Central America: Drug Wars Escalate While Aided by U.S.-funded Highway
Article audio sponsored by The John Birch Society

The Times story included an account of a young teacher gunned down when gunmen opened fire on a park, and claimed it was the second such massacre since November in the town of San Pedro Sula, Honduras, mirroring events in such Mexican cities as Ciudad Juarez and Monterrey where drug wars claim lives on a weekly basis. The Honduran murder rate has climbed to 66.8 per 100,000 people, the worst in Central America. According to the Times: "Five of Central America’s seven countries are on the United States’ list of 20 ‘major illicit drug transit or major illicit drug producing countries.’ Three of those, Costa Rica, Nicaragua, and Honduras, were added just last year."

Drug cartel leaders from Mexico have taken over from Colombians, recruiting locals and increasing consumption. Activities like extortion and kidnapping rings are developing similar to those in Mexico. A major cocaine-processing lab was also discovered this month in Honduras, taking the country from just a drug way station to a manufacturing locale. 

The Times continued, quoting José María Tijerino Pacheco, minister of public security in Costa Rica, two countries away from Honduras, “Without immediate help, the region is going to degenerate into another Mexico.”

Borderland Beat reported on March 23 that the government of Guatemala, neighbor to Honduras, declared a state of emergency December 19 in the northern Alta Verapaz province bordering Mexico, and deployed the army in a bid to retake cities lost to the Zetas.

And the Salvadoran attorney general, Romeo Barahona, said, "Mexican organized crime is a threat in all of Central America."

Single engine planes use remote, uninhabited rainforests for smuggling, and planes, often stolen, are sometimes burned or abandoned. Boats utilize multiple major shipping lanes to bring drugs across the Caribbean from South American, and also the Pacific Ocean on the west, overwhelming strained resources.

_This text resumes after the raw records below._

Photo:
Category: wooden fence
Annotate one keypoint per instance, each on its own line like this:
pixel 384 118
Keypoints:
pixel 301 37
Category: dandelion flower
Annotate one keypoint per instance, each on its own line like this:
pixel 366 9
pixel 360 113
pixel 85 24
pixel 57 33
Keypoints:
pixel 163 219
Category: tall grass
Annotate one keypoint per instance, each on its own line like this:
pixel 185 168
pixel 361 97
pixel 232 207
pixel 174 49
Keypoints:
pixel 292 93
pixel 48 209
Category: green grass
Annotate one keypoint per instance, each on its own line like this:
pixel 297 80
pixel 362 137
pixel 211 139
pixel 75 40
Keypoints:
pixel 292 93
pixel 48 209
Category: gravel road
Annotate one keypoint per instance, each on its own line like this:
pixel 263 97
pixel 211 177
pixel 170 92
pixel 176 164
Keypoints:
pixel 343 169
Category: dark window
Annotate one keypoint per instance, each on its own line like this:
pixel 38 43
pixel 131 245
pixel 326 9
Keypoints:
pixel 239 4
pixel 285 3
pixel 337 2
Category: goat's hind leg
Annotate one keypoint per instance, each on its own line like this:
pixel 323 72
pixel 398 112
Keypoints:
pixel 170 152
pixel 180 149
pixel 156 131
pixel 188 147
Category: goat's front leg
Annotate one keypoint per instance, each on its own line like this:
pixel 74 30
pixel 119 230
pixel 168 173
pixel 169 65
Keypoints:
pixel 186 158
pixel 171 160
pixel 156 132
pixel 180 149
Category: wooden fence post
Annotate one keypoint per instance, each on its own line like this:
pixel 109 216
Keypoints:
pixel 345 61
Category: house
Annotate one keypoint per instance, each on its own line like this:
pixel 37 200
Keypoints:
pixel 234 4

Cartels have been buying fishing businesses, farms, boats, and other modes of transport, sometimes through coerced transactions, in an effort to move and hide cocaine. Pastor Reyes González, commander of the small Coast Guard base in Puntarenas, Costa Rica, said guardsmen admit they are outmatched. “It’s extremely frustrating. There is not much we can do.” Only one of his three large boats has a functioning engine and the smaller ones are too slow to catch cartel boats.

The country’s 801-mile coastline is effectively unprotected because of a lack of equipment.

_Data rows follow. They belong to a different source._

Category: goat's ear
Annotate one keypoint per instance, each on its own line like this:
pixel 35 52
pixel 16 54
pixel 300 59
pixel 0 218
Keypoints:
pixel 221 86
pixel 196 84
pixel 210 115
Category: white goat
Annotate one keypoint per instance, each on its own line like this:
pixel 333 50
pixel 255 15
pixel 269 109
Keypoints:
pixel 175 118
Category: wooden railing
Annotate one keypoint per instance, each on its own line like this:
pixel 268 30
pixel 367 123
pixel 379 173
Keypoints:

In addition, the region has suffered another blow since smugglers began paying local dealers in kind. These then convert the cocaine payments into cash. Treatment centers are now overwhelmed with addicts, the number doubling each year.

The father of the young murdered teacher summed up the despair some Central Americans feel, “It is not easy to have hope. What we have is desperation, anguish and fear."

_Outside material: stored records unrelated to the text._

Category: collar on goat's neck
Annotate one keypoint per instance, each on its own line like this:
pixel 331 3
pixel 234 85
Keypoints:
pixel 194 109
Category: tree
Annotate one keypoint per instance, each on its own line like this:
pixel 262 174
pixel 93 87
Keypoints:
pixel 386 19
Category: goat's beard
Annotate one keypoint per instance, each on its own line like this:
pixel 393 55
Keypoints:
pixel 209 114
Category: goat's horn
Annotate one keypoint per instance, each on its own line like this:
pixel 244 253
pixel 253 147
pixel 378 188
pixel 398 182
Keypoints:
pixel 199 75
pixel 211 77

President Obama has promised help to the struggling region, but in one instance that help had an unintended consequence. An alarming fact was revealed in another Borderland Beat report,

The traffickers are benefiting from the U.S.-financed construction of a major roadway across northern El Salvador. It’s part of a $461-million project sponsored by Millennium Challenge Corp., a U.S. government initiative to spur development in poor countries. The new highway widens to three or four lanes in places as it slices through steep hills that were arduous to cross during the civil war. Engineers are still working on steep retaining walls and terraced banks. 

On Tuesday, during his three-country five day tour to the region, Obama promised $200 million to the anti-drug fight in Central America:

We are launching a new effort against gangs in Central America to support efforts here in the region … including the social and economic forces that drive young people toward criminality.

He said it would help train security forces, strengthen courts and tackle underlying poverty.

But Americans are increasingly fed up with empty promises and foreign aid that backfires. The Mexico/Central America situation serves to point once again to the need to secure our own border and stop the flow of taxpayer dollars across the border.